Inflammatory Bowel Diseases:
Original Clinical Articles
Initial Disease Course and Treatment in an Inflammatory Bowel Disease Inception Cohort in Europe: The ECCO-EpiCom Cohort
Burisch, Johan MD1; Pedersen, Natalia MD1; Cukovic-Cavka, Silvja MD2; Turk, Niksa MD2; Kaimakliotis, Ioannis MD3; Duricova, Dana PhD4; Shonová, Olga MD5; Vind, Ida PhD6; Avnstrøm, Søren DMSc6; Thorsgaard, Niels DMSc7; Krabbe, Susanne8; Andersen, Vibeke PhD8,9,10; Dahlerup Jens, Frederik DMSc11; Kjeldsen, Jens PhD12; Salupere, Riina MD13; Olsen, Jóngerð14; Nielsen, Kári Rubek MD14; Manninen, Pia MD15; Collin, Pekka MD15; Katsanos, Konstantinnos H. MD16; Tsianos, Epameinondas V. PhD16; Ladefoged, Karin DMSc17; Lakatos, Laszlo MD18; Bailey, Yvonne19; O’Morain, Colm MD19; Schwartz, Doron MD20; Odes, Selwyn MD20; Martinato, Matteo21,22; Lombardini, Silvia MD22,23; Jonaitis, Laimas MD24; Kupcinskas, Limas MD25; Turcan, Svetlana MD25; Barros, Louisa MD26; Magro, Fernando MD27,28,29; Lazar, Daniela MD30; Goldis, Adrian MD30; Nikulina, Inna MD31; Belousova, Elena MD31; Fernandez, Alberto MD32; Hernandez, Vicent MD33; Almer, Sven PhD34,35; Zhulina, Yaroslava MD36; Halfvarson, Jonas PhD36,37; Tsai, Her-Hsin MD38; Sebastian, Shaji MD38; Lakatos, Peter Laszlo PhD39; Langholz, Ebbe DMSc40; Munkholm, Pia DMSc1
Supplemental Author Material
The EpiCom cohort is a prospective, population-based, inception cohort of inflammatory bowel disease (IBD) patients from 31 European centers covering a background population of 10.1 million. The aim of this study was to assess the 1-year outcome in the EpiCom cohort.

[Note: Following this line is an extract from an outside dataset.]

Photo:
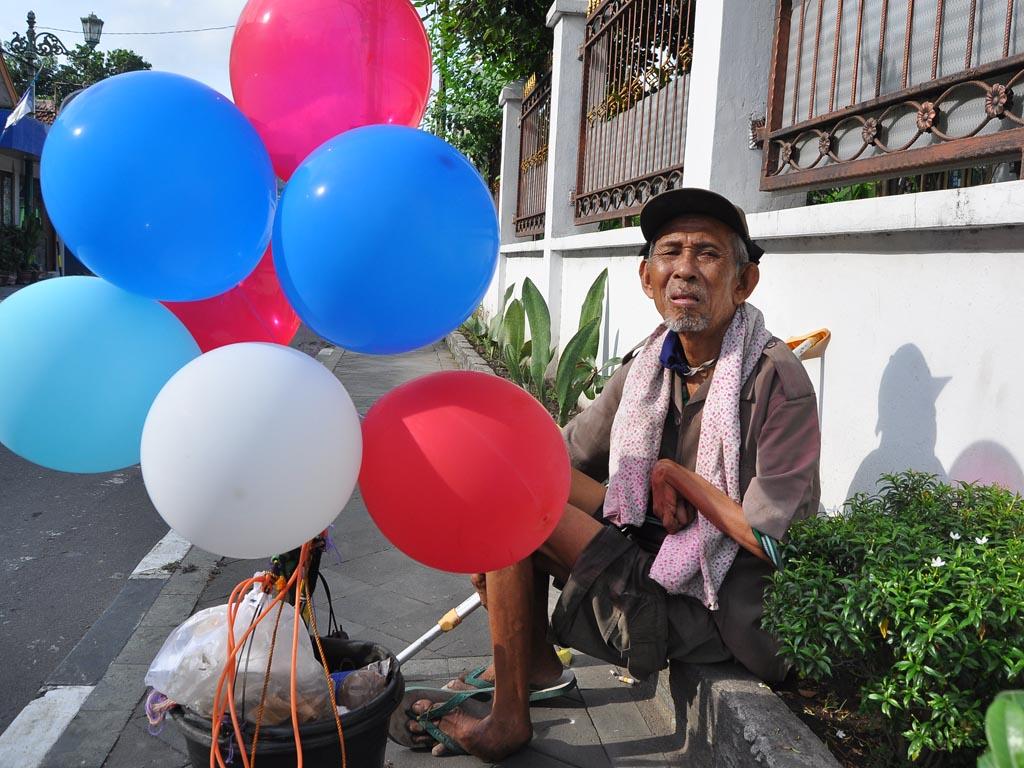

Patients were followed-up every third month during the first 12 (±3) months, and clinical data, demographics, disease activity, medical therapy, surgery, cancers, and deaths were collected and entered in a Web-based database ( www.epicom-ecco.eu).
In total, 1367 patients were included in the 1-year follow-up. In western Europe, 65 Crohn’s disease (CD) (16%), 20 ulcerative colitis (UC) (4%), and 4 IBD unclassified (4%) patients underwent surgery, and in eastern Europe, 12 CD (12%) and 2 UC (1%) patients underwent surgery. Eighty-one CD (20%), 80 UC (14%), and 13 (9%) IBD unclassified patients were hospitalized in western Europe compared with 17 CD (16%) and 12 UC (8%) patients in eastern Europe. The cumulative probability of receiving immunomodulators was 57% for CD in western (median time to treatment 2 months) and 44% (1 month) in eastern Europe, and 21% (5 months) and 5% (6 months) for biological therapy, respectively. For UC patients, the cumulative probability was 22% (4 months) and 15% (3 months) for immunomodulators and 6% (3 months) and 1% (12 months) for biological therapy, respectively in the western and eastern Europe.
In this cohort, immunological therapy was initiated within the first months of disease. Surgery and hospitalization rates did not differ between patients from eastern and western Europe, although more western European patients received biological agents and were comparable to previous population-based inception cohorts.